A US national park has doubled the scope of a hantavirus warning to 22,000 visitors who may have been exposed to the deadly mouse-borne disease.
The number of confirmed cases grew to eight yesterday and a third death was reported.
US officials issued a worldwide alert, saying that up to 10,000 people were thought to be at risk of contracting hantavirus pulmonary syndrome after staying at the Curry Village lodging area between June and August.
US health officials said as many as 2,500 of those people live outside the US.
Officials are concerned that more visitors to Yosemite National Park in California could develop the lung disease in the next month because the virus may incubate for up to six weeks after exposure.
The warning was expanded to 12,000 additional visitors to the park's more remote High Sierra Camps, after an eighth case of the illness was confirmed in a man who had stayed in tent cabins at three of those camps.
He also had stayed in a tent cabin at the Tuolumne Meadows Lodge and had camped in the wilderness, all locations in the park's high country, Yosemite spokesman Scott Gediman said.
His symptoms were so mild that he never went to a hospital, but after hearing about the outbreak he was tested, and laboratory results confirmed yesterday that he had been ill with the disease, Mr Gediman said.
The seven other confirmed victims are all believed to have contracted the virus while staying in one or more of the 91 insulated "Signature" tent cabins in Curry Village, located at a lower-elevation area of the park.
The 91 Curry Village tent cabins were shut down after deer mice were found infesting the double walls of the structures.
Officials in Yosemite, whose scenic vistas, hiking trails and wildlife draw 4m visitors a year, did not previously consider the High Sierra Camps to be at risk for hantavirus.
Those camps will remain open, based on recommendations from public health officials, Mr Gediman said.

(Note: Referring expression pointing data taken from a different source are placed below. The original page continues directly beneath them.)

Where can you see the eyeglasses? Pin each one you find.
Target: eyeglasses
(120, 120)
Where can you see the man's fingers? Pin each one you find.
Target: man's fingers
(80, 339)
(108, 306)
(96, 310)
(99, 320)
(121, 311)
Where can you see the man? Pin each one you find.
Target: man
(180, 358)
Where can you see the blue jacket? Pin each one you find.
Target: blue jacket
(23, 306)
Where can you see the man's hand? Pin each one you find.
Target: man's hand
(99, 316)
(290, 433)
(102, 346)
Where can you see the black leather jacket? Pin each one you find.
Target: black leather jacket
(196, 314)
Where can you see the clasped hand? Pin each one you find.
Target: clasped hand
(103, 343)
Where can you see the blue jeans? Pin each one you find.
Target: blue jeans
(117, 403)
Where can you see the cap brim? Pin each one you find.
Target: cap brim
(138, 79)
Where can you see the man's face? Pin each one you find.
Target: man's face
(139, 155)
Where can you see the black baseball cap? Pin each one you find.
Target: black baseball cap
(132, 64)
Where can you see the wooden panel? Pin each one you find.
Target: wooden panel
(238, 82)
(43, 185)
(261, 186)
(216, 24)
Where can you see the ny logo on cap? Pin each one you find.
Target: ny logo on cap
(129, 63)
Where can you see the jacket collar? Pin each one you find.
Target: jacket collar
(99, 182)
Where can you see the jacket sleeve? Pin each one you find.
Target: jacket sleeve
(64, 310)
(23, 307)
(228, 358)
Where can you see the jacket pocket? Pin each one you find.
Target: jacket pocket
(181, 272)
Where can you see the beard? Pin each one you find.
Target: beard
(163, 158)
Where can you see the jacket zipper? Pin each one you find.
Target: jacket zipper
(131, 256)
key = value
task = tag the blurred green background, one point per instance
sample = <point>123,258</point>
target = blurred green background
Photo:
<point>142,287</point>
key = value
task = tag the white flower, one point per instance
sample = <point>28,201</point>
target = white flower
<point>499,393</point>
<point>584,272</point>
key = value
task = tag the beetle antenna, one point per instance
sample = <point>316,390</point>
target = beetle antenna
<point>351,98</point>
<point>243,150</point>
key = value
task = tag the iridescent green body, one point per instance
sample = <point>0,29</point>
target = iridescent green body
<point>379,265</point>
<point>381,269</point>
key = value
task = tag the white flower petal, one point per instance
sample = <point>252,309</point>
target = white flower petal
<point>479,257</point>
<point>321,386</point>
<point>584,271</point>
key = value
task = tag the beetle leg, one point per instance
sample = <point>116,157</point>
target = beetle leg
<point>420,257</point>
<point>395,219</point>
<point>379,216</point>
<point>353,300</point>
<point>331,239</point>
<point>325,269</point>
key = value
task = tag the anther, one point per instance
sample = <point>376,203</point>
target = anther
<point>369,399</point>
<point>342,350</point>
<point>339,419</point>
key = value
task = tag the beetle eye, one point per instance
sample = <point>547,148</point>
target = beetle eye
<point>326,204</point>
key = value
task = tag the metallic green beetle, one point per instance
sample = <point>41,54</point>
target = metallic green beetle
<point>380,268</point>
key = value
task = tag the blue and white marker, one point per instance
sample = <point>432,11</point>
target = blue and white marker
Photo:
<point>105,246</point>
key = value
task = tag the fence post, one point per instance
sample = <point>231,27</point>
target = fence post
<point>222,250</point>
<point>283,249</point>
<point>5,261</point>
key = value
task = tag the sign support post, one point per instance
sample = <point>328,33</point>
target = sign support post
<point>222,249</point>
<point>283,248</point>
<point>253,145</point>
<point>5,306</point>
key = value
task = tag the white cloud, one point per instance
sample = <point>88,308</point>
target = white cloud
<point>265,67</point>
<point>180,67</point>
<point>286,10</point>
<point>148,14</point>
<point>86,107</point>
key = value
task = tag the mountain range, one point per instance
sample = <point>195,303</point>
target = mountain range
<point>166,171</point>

He estimated that a few hundred notices also were being sent to individuals who still had reservations to stay at the High Sierra Camps before they close for the season on 17 September.
Health officials in France were also investigating two suspected hantavirus cases there of people who may have been exposed while at Yosemite, according to an assessment by the European Centre for Disease Prevention and Control.
Mr Gediman identified the third fatality as a West Virginia resident who contracted hantavirus while staying in Curry Village tent cabins in June.
That person died at the end of July, and laboratory tests confirmed yesterday that the death was due to hantavirus, he said.
The two others who died were a man from northern California and a man from Pennsylvania.
The World Health Organisation also issued a global alert this week over the cases of hantavirus linked to Yosemite, and advised travellers to avoid exposure to rodents.
The virus can lead to severe breathing difficulties and death.
Early flu-like symptoms include headache, fever, muscle aches, shortness of breath and coughing.
There is no cure for the lung disease, which kills over a third of those infected, but early detection through blood tests greatly increases survival rates.
Hantavirus is carried in rodent faeces, urine and saliva that can mix with dust and be inhaled by humans, especially in small, confined spaces with poor ventilation.
People can also become infected by eating contaminated food, touching tainted surfaces or being bitten by infected rodents.
The disease has never been known to be transmitted between humans.
Hantavirus previously was known to have infected just two Yosemite visitors, one in 2000 and another in 2010, both at higher elevations in the park.